I am conscious that the nature of my constituency in several ways--the size of the non-resident population and its high profile--attracts crime. In 1978, Home Secretary Lord Merlyn-Rees warned me when I visited him to discuss the El Al shootings in Mayfair that I had to expect at least half the terrorist crime in London to occur in the constituency. He and the Commissioner were extremely good in their response to a major street prostitution problem in Shepherd Market in the same year, to which 24 women police constables were posted for a prolonged and effective period. Prostitution is an activity that has been subject to local displacement throughout London's history, which one can trace in Stephen Inwood's new book.
In paying contemporary tribute to the Home Secretary and the Commissioner for the resources that have been put into combating street trading in drugs in Soho, I note that exactly the same displacement effect is occurring--which is at least a temporary index of success and effectiveness--and moving the problem to the top end of the Charing Cross road, which brings the London borough of Camden into the issue. I hope that the Met can continue to sustain the campaign, with all its implications for the tourism industry.

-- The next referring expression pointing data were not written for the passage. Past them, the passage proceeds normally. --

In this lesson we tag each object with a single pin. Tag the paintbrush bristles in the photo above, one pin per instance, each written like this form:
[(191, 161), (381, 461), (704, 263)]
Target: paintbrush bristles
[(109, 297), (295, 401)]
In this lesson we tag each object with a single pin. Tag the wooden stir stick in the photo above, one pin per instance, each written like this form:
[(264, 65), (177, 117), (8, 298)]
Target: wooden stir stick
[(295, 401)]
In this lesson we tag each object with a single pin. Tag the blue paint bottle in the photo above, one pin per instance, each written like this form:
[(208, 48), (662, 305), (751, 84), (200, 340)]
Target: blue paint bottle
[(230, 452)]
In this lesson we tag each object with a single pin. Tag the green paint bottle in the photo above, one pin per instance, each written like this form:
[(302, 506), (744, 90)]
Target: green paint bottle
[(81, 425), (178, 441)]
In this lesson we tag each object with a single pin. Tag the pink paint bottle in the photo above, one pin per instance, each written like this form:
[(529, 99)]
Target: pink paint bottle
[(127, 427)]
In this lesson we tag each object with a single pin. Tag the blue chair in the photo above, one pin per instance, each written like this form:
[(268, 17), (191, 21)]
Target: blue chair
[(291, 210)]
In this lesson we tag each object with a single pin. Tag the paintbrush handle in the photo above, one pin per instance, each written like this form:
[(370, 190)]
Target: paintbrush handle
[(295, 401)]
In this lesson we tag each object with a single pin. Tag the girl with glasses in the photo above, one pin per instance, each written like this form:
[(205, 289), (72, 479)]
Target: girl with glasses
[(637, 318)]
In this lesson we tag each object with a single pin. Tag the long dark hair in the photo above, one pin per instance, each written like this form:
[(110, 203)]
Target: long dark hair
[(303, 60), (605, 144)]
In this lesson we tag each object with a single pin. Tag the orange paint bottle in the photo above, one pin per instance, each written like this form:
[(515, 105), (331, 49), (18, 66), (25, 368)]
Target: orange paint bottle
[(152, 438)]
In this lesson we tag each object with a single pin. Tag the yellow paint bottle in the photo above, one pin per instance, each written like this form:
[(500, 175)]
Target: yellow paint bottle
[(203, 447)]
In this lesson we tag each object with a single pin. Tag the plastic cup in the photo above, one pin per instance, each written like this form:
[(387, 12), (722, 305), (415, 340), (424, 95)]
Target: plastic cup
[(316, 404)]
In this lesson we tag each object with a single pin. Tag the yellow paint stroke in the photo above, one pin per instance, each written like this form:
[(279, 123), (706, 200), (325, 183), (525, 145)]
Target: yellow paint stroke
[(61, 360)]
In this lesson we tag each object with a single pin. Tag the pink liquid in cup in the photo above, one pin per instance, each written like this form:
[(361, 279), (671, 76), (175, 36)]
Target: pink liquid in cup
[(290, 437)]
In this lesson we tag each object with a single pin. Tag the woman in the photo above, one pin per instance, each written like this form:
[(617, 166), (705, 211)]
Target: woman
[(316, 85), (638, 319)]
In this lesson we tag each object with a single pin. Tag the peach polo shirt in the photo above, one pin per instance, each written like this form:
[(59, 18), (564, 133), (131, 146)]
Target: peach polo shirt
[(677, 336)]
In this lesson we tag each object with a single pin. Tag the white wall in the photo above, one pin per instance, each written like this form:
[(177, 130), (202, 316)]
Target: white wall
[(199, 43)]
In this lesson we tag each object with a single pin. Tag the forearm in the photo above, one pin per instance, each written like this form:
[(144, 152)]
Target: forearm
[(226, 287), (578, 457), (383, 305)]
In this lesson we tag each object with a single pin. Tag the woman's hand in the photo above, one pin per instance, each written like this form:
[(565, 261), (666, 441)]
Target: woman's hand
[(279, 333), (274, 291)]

The same collaboration with the private sector to which I referred in connection with robbery also relates to the work in designing out crime, as previously done in
housing estates, which is now being done on major thoroughfares in the west end, under the auspices of Sir John Wheeler, a most distinguished former Chairman of the Home Affairs Committee.The hon. Member for Regent's Park and Kensington, North referred to closed circuit television in the west end. Of course, that played a significant part in the nail bombs detection and the Soho drugs campaign. The Minister of State is always good enough to write and tell me about CCTV developments in my constituency. However, as with police speed cameras monitoring motorists, running costs are a problem and CCTV's effectiveness necessarily depends on its being switched on.
I want to say a quick word about drunks in custody. My constituency is not immediately affected by the current trend towards joint custody suites shared by more than one station, as mentioned in the Evening Standard. Given the problems of both cost and nimbyism surrounding detoxification centres, on which there have been no swifter developments under this than under the previous Government, I am delighted that the Kent experiment of having resident nurses on duty to help with drunks in custody is now being tested at the Met's Charing Cross police station. It will be interesting to see how it develops.
The hon. Member for Regent's Park and Kensington, North referred to the commander in the royal borough. The last time she spoke in such a debate, she referred warmly to the commander in Westminster, Bob Currie. He is about to retire after 32 years in the police service, initially in Cumbria and latterly--and for a long time--in the Met. Westminster is grateful to him for his leadership.